Hello, any tips/best practices on how to implement a hierarchical VAE with conditioning structure similar to this paper?
I’m confused about how to best implement the typical pyro model/guide setup since the prior/posterior is coupled at each level of the hierarchy, and the same top-down dependency structure is used in the inference and generative model, i.e. prior/posterior generate latent variables in the same order.
I think this means I can’t get away with just having a for loop over each stochastic layer in the guide for the inference model, and another one in the model for the generative model but maybe I’m mistaken.

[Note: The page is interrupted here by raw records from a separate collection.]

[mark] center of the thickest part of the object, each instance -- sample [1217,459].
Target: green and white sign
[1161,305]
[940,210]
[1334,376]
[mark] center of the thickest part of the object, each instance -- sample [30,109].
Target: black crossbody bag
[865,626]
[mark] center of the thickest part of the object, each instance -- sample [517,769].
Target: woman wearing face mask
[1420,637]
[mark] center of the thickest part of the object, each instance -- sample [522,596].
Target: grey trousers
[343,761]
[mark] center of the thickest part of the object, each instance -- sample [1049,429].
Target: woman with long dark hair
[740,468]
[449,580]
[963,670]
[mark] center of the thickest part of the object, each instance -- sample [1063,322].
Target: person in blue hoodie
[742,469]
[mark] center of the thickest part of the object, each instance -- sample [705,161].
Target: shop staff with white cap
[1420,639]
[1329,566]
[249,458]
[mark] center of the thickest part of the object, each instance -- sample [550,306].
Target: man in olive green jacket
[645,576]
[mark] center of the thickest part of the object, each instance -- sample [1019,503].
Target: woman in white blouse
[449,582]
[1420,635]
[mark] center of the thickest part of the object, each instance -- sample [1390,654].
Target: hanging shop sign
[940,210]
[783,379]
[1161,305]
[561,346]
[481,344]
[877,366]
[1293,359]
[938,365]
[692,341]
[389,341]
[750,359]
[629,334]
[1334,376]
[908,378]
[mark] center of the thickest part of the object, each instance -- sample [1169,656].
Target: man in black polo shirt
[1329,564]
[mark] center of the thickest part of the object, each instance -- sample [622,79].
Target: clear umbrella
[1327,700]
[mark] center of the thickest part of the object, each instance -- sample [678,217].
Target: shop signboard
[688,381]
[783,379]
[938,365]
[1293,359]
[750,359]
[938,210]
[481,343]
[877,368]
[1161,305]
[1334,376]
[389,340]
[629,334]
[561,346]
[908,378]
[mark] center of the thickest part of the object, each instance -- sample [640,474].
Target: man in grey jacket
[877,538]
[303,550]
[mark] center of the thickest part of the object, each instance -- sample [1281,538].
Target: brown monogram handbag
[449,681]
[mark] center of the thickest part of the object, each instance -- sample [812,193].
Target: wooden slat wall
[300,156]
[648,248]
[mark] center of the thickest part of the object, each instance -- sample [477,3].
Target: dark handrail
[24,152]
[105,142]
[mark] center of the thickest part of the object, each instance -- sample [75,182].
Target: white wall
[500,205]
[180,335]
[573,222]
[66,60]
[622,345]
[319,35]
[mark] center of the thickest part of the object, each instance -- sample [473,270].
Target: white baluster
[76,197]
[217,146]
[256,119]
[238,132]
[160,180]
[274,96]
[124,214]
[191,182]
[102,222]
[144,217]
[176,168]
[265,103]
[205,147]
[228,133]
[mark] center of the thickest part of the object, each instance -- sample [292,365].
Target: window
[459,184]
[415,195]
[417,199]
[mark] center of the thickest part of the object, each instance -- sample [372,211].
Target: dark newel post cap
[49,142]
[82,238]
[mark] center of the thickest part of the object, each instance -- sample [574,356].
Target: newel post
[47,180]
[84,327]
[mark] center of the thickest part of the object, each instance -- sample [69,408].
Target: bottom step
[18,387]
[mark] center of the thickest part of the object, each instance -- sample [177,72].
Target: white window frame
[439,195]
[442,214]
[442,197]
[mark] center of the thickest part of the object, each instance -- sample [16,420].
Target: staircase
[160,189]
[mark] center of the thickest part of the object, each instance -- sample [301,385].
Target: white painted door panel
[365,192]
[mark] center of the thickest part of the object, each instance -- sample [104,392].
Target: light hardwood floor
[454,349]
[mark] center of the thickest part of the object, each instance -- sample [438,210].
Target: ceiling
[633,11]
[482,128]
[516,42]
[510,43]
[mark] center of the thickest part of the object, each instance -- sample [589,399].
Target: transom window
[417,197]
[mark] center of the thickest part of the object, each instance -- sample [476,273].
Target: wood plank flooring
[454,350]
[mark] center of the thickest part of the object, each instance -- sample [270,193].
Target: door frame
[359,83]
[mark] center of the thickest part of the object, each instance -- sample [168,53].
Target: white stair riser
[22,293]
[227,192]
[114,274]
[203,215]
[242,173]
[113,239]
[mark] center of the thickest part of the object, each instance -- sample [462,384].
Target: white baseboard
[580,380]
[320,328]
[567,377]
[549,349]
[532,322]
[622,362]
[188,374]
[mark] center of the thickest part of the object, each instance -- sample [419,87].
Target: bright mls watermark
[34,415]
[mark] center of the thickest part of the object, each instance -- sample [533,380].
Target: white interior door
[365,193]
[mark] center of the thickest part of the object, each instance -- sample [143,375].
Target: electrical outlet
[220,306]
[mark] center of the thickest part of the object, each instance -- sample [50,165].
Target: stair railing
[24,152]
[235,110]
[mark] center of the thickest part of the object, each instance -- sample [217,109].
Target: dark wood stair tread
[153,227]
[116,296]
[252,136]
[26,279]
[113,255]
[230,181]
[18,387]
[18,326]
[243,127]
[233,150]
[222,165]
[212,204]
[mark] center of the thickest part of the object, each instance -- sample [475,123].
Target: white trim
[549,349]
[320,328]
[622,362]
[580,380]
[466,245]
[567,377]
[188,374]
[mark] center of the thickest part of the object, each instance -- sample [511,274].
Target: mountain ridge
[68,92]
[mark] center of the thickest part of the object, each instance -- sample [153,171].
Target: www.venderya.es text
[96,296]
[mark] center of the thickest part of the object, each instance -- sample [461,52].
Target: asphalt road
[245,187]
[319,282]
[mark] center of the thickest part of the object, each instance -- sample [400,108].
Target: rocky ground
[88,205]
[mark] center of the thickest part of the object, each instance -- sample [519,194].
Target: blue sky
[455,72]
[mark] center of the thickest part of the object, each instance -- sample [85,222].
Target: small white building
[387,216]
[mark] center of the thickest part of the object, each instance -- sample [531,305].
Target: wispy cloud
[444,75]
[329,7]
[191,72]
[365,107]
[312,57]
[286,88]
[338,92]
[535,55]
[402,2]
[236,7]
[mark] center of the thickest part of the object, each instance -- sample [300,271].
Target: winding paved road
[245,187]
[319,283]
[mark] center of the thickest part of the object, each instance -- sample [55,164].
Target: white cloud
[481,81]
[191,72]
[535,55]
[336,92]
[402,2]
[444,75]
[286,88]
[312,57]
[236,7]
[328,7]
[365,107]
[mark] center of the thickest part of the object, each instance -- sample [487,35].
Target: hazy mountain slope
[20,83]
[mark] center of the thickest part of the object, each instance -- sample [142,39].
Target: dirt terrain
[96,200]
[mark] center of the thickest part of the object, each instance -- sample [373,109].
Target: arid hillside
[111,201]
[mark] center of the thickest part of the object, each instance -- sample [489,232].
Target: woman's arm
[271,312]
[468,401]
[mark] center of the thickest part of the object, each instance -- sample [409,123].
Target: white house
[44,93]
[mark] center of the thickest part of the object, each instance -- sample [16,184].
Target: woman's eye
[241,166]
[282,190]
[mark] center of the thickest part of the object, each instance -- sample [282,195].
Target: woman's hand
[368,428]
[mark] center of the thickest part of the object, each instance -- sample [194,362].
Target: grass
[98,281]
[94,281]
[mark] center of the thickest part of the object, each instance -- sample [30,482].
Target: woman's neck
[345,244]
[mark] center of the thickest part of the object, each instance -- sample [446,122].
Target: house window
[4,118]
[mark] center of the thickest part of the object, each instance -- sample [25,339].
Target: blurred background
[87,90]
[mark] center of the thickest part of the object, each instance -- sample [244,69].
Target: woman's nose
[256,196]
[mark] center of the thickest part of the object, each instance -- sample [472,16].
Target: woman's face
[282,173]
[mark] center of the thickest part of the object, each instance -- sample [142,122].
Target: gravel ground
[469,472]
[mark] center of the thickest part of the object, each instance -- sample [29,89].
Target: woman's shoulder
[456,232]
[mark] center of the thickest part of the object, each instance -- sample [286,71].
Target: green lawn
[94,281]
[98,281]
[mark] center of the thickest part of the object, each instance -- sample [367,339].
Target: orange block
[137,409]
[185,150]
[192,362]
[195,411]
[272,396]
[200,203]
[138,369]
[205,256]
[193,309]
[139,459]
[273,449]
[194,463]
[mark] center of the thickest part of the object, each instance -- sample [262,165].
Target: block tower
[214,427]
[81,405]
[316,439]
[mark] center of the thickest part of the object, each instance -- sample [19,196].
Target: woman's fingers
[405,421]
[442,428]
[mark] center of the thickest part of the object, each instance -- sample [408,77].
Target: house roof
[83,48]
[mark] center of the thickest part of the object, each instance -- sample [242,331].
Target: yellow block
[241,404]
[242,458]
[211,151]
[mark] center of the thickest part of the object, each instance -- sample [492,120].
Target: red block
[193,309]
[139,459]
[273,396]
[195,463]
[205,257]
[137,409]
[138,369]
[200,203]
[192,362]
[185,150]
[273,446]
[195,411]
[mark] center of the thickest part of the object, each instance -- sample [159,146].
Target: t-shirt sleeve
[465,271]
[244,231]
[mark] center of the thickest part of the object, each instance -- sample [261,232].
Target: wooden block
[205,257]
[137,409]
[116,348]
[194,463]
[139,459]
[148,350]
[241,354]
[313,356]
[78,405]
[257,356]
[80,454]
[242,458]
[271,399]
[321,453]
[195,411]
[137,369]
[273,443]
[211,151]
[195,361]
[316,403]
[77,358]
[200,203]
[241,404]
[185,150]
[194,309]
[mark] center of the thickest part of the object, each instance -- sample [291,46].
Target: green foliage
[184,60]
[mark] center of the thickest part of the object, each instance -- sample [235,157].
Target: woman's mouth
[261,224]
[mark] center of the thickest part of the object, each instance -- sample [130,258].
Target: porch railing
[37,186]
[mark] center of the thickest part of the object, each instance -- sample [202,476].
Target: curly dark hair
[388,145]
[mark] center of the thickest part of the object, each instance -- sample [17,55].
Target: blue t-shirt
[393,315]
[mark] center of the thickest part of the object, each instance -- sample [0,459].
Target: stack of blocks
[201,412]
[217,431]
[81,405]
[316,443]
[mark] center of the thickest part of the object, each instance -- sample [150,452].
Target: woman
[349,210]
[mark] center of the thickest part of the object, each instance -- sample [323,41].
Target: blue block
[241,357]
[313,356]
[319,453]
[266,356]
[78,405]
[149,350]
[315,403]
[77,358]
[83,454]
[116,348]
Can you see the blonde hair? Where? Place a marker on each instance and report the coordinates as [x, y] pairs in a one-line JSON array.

something like this is tricky to do (especially efficiently) using vanilla pyro given the default computational flow which is: i) run guide; ii) run model
you’d probably need to follow the kind of approach taken here
Thank you for taking the time to respond! As far as it can tell your code corresponds to a vanilla hierarchical VAE conditioning structure, what I’m looking for is something more along these lines:
I see, so you want to save some computations here. Another way to think of using prior information in the guide is to do all computations in the guide, including the computations for priors, then reuse them in the model. For example,
def model():
x = pyro.sample("x", dist.Normal(0, 1).mask(False))
...
def guide():
x = ... # any complicated computation
pyro.sample("x", dist.Delta(x))
In ladder VAE, x is loc/scale parameter of the prior of z. Then you can proceed with the template in my last comment. In some sense, Ladder VAE is a type of hierarchical VAE (with improper priors for loc, scale parameters and their posteriors follow Dirac distribution (i.e. follow some deterministic functions of upstream parameters))
Apologies if I’ve misunderstood you, I’m still getting to grips with Pyro: So you can perform the prior related computations in the guide and save them to later be retrieved in the model? If that’s the case, wouldn’t I run into excessive memory consumption issues if I have more than a few layers? Also, am I right in saying your approach would be equivalent to saving the loc/scale parameters of the prior like:
def model():
for i in enumerate(layers):
loc, scale = self.pz[i]
...
def guide():
self.pz = {}
for i in enumerate(layers):
p_loc, p_scale = ... # complicated computation
self.pz[i] = (p_loc, p_scale)
In which case I would be restricted memory wise again. Let me know if you think there’s a more efficient way of doing this in Pyro without changing the “ladder” VAE conditioning structure, or if I’ve misunderstood you altogether, maybe a different code snippet would help .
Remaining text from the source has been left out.